The victim is then instructed to change their eth RPC URL to a node that has been maliciously modified and is under the control of the scammer.
An RPC allows applications to run code on a computer to communicate with a blockchain and, as such, is essential for the development of decentralized applications (dApps). In this case, ethereum RPC interacts with nodes, queries balances, sends transactions, or interacts with smart contracts.
After the user modifies the RPC URL, a falsified wallet balance is displayed on the victim's side, making them believe that they have received a substantial amount of funds. When the user tries to transfer the miner's fees to withdraw USDT, he discovers the deception. By then, the scammer had removed all traces of him and disappeared with the transferred fees.

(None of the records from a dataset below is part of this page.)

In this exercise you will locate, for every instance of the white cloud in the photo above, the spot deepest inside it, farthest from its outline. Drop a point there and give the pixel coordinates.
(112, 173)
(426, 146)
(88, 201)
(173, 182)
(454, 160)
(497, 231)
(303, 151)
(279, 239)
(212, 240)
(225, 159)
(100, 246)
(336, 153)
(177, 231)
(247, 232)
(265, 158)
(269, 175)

“Users often focus solely on whether funds have been credited to their wallets, overlooking potential risks. Scammers take advantage of this trust and negligence, using credible tactics such as transferring small amounts of money to trick users,” Slowmist researchers wrote.
Slowmist added that an investigation of one of the victim's wallets revealed that he received 1 USDT and 0.002 eth from the scammers' address. Tracing that address showed that the scammer had sent 1 USDT to three other wallets.
The scammer's address was associated with multiple trading platforms and was also flagged as “Pig Butcher Scammers” by chain tracking tool MistTrack.
As such, Slowmist urged users to “remain vigilant during transactions,” adding that users should be “skeptical of others” to avoid being defrauded.
Scams in the cryptocurrency sector continue to plague market participants despite growing awareness. In April, there were several cases where scammers got the best of unsuspecting cryptocurrency users.
On April 17, Hollywood star Tom Holland's x account was hacked to promote crypto scams. Earlier this month, YouTube witnessed a flood of fake Space x giveaways disguised as livestreams focused on the April 8 solar eclipse.